この結果は検索エンジンも理解可能で、パラグラフしかない文章より、箇条書きや図解もマークアップされた文章のほうが高評価される……なんてこともあり得るのです。
読者に満足してもらえる文章
ここからが、本題です。
ライターにとってのSEOライティングとは「読者に親切で、迷うことなく課題を解決してもらえる文章を書くこと」だと、ボクは思います。
「説明書は人の心を豊かにしない」というご批判もあると思いますが、取説の役割はそこにありません。それは小説家やエッセイストに任せればいいことです。

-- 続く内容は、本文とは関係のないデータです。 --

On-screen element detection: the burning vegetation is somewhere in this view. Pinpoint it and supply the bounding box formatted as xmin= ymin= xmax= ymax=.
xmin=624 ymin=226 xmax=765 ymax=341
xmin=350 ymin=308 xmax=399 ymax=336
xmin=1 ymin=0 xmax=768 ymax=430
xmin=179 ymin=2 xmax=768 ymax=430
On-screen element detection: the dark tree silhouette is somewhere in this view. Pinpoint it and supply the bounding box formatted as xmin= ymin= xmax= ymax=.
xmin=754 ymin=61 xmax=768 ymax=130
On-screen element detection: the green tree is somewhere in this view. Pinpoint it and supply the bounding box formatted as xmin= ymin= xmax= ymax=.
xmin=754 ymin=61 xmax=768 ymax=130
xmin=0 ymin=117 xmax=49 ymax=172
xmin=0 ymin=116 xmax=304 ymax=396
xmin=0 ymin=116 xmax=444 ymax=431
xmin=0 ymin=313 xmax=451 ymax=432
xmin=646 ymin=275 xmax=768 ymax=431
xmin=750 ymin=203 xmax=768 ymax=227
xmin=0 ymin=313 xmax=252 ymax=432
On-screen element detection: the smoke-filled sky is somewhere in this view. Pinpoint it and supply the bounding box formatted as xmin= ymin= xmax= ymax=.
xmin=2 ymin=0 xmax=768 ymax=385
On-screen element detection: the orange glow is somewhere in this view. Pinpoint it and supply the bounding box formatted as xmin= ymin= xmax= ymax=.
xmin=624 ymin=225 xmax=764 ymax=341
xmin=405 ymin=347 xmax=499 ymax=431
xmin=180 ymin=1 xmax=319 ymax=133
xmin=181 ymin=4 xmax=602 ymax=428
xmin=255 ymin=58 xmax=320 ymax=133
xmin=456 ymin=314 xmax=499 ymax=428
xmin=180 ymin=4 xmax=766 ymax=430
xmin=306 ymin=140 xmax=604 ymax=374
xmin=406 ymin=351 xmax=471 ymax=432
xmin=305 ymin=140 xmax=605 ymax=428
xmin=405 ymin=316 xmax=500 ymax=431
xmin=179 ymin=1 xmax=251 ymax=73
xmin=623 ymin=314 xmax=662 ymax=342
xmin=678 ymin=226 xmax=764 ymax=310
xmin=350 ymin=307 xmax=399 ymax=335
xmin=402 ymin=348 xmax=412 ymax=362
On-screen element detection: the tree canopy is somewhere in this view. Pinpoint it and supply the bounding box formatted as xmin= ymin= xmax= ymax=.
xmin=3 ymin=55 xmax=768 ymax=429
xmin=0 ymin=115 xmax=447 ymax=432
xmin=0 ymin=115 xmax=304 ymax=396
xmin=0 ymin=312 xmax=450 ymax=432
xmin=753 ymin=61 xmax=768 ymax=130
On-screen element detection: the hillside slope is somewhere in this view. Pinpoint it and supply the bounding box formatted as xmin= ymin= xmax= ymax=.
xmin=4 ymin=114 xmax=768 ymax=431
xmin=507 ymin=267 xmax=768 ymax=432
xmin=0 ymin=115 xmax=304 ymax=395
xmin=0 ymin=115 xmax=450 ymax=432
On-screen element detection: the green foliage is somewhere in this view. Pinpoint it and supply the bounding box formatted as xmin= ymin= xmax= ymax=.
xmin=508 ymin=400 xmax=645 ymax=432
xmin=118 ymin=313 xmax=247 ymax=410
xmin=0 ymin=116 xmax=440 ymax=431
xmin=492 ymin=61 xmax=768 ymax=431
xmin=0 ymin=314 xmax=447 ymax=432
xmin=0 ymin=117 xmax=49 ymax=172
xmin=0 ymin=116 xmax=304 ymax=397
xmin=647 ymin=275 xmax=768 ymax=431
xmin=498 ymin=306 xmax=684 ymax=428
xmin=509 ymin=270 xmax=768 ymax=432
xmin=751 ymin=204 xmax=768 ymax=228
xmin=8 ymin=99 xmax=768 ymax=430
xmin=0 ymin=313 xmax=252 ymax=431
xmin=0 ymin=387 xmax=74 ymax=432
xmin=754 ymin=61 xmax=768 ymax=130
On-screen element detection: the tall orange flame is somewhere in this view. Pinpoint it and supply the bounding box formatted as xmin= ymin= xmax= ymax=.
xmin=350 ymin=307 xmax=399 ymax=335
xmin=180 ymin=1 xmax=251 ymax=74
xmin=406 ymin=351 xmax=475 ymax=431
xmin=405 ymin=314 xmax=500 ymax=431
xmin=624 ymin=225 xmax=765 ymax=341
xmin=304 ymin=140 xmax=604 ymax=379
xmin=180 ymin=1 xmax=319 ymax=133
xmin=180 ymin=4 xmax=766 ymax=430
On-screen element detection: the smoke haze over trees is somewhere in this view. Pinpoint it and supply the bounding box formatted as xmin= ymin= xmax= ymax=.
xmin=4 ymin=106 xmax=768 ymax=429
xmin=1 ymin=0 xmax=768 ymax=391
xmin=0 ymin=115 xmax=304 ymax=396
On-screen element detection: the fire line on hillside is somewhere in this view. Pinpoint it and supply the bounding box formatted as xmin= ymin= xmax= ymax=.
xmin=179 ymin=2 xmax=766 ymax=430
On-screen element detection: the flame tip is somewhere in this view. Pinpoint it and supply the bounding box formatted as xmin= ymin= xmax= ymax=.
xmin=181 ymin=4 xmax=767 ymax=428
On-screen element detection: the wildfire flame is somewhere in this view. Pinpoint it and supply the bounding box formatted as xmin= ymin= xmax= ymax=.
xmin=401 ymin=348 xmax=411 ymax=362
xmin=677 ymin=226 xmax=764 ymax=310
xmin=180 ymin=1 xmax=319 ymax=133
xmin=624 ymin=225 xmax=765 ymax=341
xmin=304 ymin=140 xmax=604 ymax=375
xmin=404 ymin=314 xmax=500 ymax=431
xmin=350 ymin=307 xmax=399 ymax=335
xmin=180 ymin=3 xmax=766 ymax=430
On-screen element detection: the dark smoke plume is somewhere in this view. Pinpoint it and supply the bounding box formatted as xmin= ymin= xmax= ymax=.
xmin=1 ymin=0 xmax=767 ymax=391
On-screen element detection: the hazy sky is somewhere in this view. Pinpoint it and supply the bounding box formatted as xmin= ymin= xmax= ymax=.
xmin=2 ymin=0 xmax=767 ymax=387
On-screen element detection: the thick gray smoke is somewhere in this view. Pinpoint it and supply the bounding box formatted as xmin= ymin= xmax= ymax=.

余談ですが「SEOライティングとは、検索エンジンの攻略法だ」と思ってるSEOライター各位は、もはや自分はSEOの暗黒面に落ちたと悟っていただきたい。
あなたのライトセイバーが赤いなら、今すぐSEOライターを廃業して継続案件を全てボクに譲ってください。きっと、あなたのライトセイバーは白色になるでしょう。
検索エンジンはたくさんの指標を使い、コンテンツが持つ「読者満足度」を評価しようとしています。

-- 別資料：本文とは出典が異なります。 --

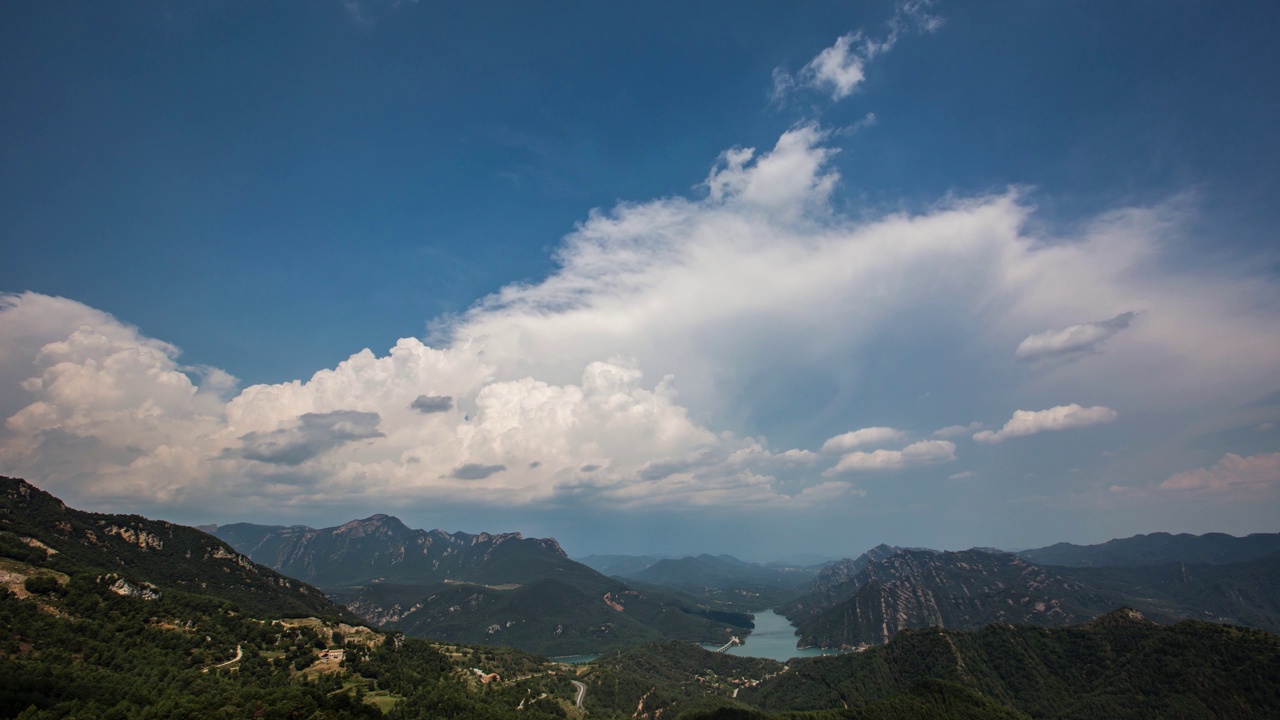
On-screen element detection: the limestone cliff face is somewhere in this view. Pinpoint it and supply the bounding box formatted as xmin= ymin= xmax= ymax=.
xmin=793 ymin=548 xmax=1119 ymax=648
xmin=215 ymin=515 xmax=570 ymax=589
xmin=779 ymin=543 xmax=902 ymax=621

指標の代表である「サイト滞在時間・読了率・直帰率」を向上させるには、読者と真正面から向き合うことは避けられません。検索エンジンハックで何とかなる問題ではないのです。
一見「検索エンジンハック」のように見えるSEO施策でも、じつは「読者への親切」であることも。例をあげてみましょう。
- タイトルにキーワードを含める
- アフォーダンスを意識した文章の強調
タイトルにキーワードを含めることは、読者に「あなたの課題と関連性が高い記事です」と知らせる役割があります。
たとえばあなたが「SEOライティング コツ」で検索したとしましょう。以下の2つのタイトルが目にとまったら、どちらの記事を読みたいですか?
- WEBライティングで検索上位を狙うコツ
- SEOライティングで検索上位を狙うコツ
①は「SEOライティングのコツ」について書かれているのかどうか、パッと見でわかりません。

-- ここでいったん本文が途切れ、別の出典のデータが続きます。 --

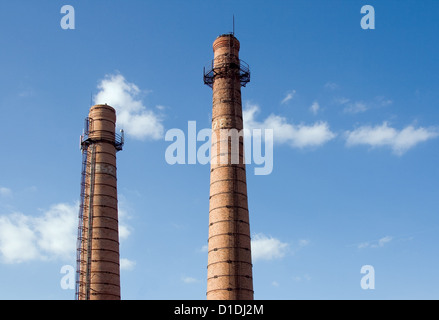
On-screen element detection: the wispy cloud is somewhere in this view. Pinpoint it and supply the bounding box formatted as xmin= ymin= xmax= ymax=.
xmin=345 ymin=122 xmax=439 ymax=155
xmin=292 ymin=274 xmax=312 ymax=282
xmin=336 ymin=96 xmax=393 ymax=114
xmin=324 ymin=82 xmax=339 ymax=90
xmin=18 ymin=89 xmax=35 ymax=98
xmin=376 ymin=96 xmax=393 ymax=107
xmin=117 ymin=195 xmax=135 ymax=269
xmin=343 ymin=101 xmax=368 ymax=114
xmin=244 ymin=103 xmax=336 ymax=148
xmin=309 ymin=101 xmax=320 ymax=115
xmin=94 ymin=73 xmax=165 ymax=140
xmin=334 ymin=97 xmax=350 ymax=105
xmin=0 ymin=187 xmax=12 ymax=198
xmin=181 ymin=276 xmax=200 ymax=284
xmin=117 ymin=197 xmax=133 ymax=242
xmin=358 ymin=236 xmax=393 ymax=249
xmin=281 ymin=90 xmax=296 ymax=104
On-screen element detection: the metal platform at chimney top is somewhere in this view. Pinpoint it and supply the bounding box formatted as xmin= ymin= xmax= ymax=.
xmin=79 ymin=117 xmax=124 ymax=152
xmin=203 ymin=59 xmax=250 ymax=88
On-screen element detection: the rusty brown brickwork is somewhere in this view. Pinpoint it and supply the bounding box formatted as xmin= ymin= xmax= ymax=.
xmin=78 ymin=104 xmax=121 ymax=300
xmin=206 ymin=34 xmax=254 ymax=300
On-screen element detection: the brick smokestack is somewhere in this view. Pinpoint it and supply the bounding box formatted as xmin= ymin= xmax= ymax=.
xmin=204 ymin=34 xmax=254 ymax=300
xmin=77 ymin=104 xmax=123 ymax=300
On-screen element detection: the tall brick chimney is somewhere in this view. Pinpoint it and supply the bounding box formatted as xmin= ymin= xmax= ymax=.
xmin=76 ymin=104 xmax=124 ymax=300
xmin=204 ymin=34 xmax=254 ymax=300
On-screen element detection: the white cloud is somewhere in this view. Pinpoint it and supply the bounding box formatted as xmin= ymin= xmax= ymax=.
xmin=310 ymin=101 xmax=320 ymax=115
xmin=0 ymin=203 xmax=77 ymax=264
xmin=377 ymin=236 xmax=393 ymax=247
xmin=0 ymin=201 xmax=135 ymax=265
xmin=358 ymin=236 xmax=393 ymax=249
xmin=34 ymin=203 xmax=77 ymax=260
xmin=182 ymin=276 xmax=199 ymax=284
xmin=251 ymin=233 xmax=289 ymax=261
xmin=116 ymin=201 xmax=135 ymax=272
xmin=94 ymin=73 xmax=164 ymax=140
xmin=376 ymin=96 xmax=393 ymax=107
xmin=0 ymin=187 xmax=12 ymax=197
xmin=324 ymin=82 xmax=339 ymax=90
xmin=0 ymin=213 xmax=40 ymax=263
xmin=119 ymin=225 xmax=131 ymax=241
xmin=343 ymin=101 xmax=368 ymax=114
xmin=117 ymin=204 xmax=132 ymax=242
xmin=120 ymin=258 xmax=136 ymax=271
xmin=292 ymin=274 xmax=312 ymax=282
xmin=298 ymin=239 xmax=310 ymax=248
xmin=337 ymin=96 xmax=392 ymax=114
xmin=244 ymin=104 xmax=336 ymax=148
xmin=345 ymin=122 xmax=439 ymax=155
xmin=281 ymin=90 xmax=296 ymax=104
xmin=335 ymin=97 xmax=350 ymax=105
xmin=334 ymin=96 xmax=367 ymax=114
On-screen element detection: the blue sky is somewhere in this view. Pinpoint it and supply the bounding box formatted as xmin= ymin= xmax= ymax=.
xmin=0 ymin=0 xmax=438 ymax=300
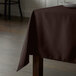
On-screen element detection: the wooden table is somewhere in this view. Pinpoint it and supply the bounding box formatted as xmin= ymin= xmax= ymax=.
xmin=17 ymin=5 xmax=76 ymax=76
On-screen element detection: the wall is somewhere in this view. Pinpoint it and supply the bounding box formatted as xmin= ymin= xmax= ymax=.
xmin=0 ymin=0 xmax=76 ymax=17
xmin=24 ymin=0 xmax=76 ymax=17
xmin=22 ymin=0 xmax=46 ymax=17
xmin=21 ymin=0 xmax=58 ymax=17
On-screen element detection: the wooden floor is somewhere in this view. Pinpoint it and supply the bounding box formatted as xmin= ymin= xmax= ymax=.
xmin=0 ymin=17 xmax=76 ymax=76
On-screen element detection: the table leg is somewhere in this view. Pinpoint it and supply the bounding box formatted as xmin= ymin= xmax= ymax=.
xmin=4 ymin=0 xmax=7 ymax=18
xmin=18 ymin=0 xmax=23 ymax=19
xmin=33 ymin=54 xmax=43 ymax=76
xmin=8 ymin=0 xmax=11 ymax=20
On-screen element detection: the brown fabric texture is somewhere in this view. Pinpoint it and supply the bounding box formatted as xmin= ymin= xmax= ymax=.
xmin=17 ymin=5 xmax=76 ymax=71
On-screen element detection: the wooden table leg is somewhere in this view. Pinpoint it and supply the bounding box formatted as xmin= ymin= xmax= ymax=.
xmin=8 ymin=0 xmax=11 ymax=20
xmin=33 ymin=54 xmax=43 ymax=76
xmin=4 ymin=0 xmax=7 ymax=18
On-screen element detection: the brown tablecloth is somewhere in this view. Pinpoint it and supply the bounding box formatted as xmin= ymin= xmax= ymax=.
xmin=17 ymin=5 xmax=76 ymax=71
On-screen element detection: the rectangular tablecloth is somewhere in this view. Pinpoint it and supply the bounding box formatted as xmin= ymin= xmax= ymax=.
xmin=17 ymin=5 xmax=76 ymax=71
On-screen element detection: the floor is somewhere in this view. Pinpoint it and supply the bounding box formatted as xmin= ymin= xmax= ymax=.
xmin=0 ymin=17 xmax=76 ymax=76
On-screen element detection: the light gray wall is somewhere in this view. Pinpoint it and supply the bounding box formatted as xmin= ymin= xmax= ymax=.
xmin=22 ymin=0 xmax=58 ymax=17
xmin=0 ymin=0 xmax=76 ymax=17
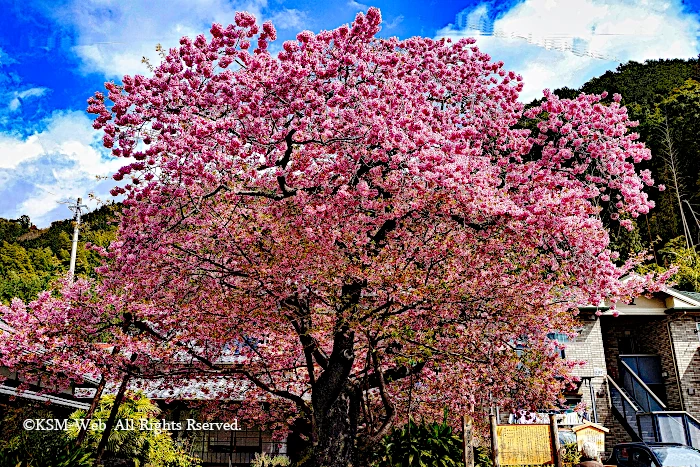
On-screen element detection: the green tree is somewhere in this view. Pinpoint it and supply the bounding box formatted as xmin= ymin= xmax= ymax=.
xmin=0 ymin=204 xmax=118 ymax=305
xmin=0 ymin=217 xmax=31 ymax=244
xmin=0 ymin=271 xmax=52 ymax=304
xmin=0 ymin=403 xmax=93 ymax=467
xmin=642 ymin=80 xmax=700 ymax=249
xmin=28 ymin=247 xmax=60 ymax=274
xmin=578 ymin=59 xmax=698 ymax=109
xmin=659 ymin=237 xmax=700 ymax=292
xmin=0 ymin=242 xmax=35 ymax=277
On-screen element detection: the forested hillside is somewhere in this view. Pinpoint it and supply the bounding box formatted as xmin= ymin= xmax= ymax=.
xmin=1 ymin=59 xmax=699 ymax=303
xmin=0 ymin=204 xmax=118 ymax=304
xmin=546 ymin=58 xmax=700 ymax=291
xmin=556 ymin=59 xmax=699 ymax=249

もしそのコンテンツが「SEOライティングのコツ」について書かれているのなら、タイトルは②にすべきです。
文章の強調も、同じです。同じデザインが続く文章より、適切な強調デザインを施した文章のほうが読者に親切ではないでしょうか。
なお、人間はこれまでの経験から特定の色に特定の認識を持ってます。強調デザインはそれに逆らわず、アフォーダンス(パッと見ただけでわかるデザイン)を取り入れるとよいです。
たとえば、ポジティブな協調は青のアンダーライン、ネガティブな強調には赤のアンダーラインなど。直感でわかる表現にすると、読み手に優しいですよね。
SEOライティングは製造業
SEOライティングは製造業に似ていて、メーカーの製品づくりと同じく以下の2つの視点が必要です。
- 売り手(検索エンジン)にとってわかりやすい
- 顧客(読者)が満足できる
メーカーが製品を売るためには、顧客のニーズと向き合わねばなりません。市場の反応を見ながら、製品を改善・洗練させていくことも必要です。
SEOライティングも、同じことが言えます。検索上位に入るためにはニーズと向き合い、読者の反応を見ながら改善していく姿勢が求められます。
さて、ここで周りを見渡していただきたいのですが、マーケットイン型の製品にはこんな弱点がありませんか?
- 競合との競争が超絶激しい
- 市場分析に大きなコストがかかる
つまり、意訳すると「過当競争に巻き込まれやすく、レッドオーシャンで溺れやすい」ということです。SEOライターは、この弱点を受け止めなくてはいけません。
SEOライティングの欠点
トップを取るためには大きなコスト(時間や費用)がかかるので、リソースや工夫がないと不利になる。
ですが、市場の小さな声に耳を傾けコツコツとニーズを拾ったり、並々ならぬ改善を繰り返し顧客満足を上げようと努力したりすることって、蛇足なんでしょうか?やる意味ないんでしょうか?
あなたには、ないでしょうか?エモくないし、バズらないし、アートしてないけど、絶対の信頼を置いている情報源が。愚直なほど読者と向き合う姿勢に共感するブログが。
最近のSEOライティングの傾向
ご存知のとおり、最近の検索エンジンは「E-A-T」がしっかりしているサイトやコンテンツを重視する傾向にあります。
E-A-Tとは?
- Expertise(専門性)
- Authoritativeness(権威性)
- Trustworthiness(信頼性)
「E-A-T」が重視され始めたことで、たしかに良い影響が出ています。検索結果から無責任なサイトが激減したし、企業のオウンドメディアの質量が急激に向上しました。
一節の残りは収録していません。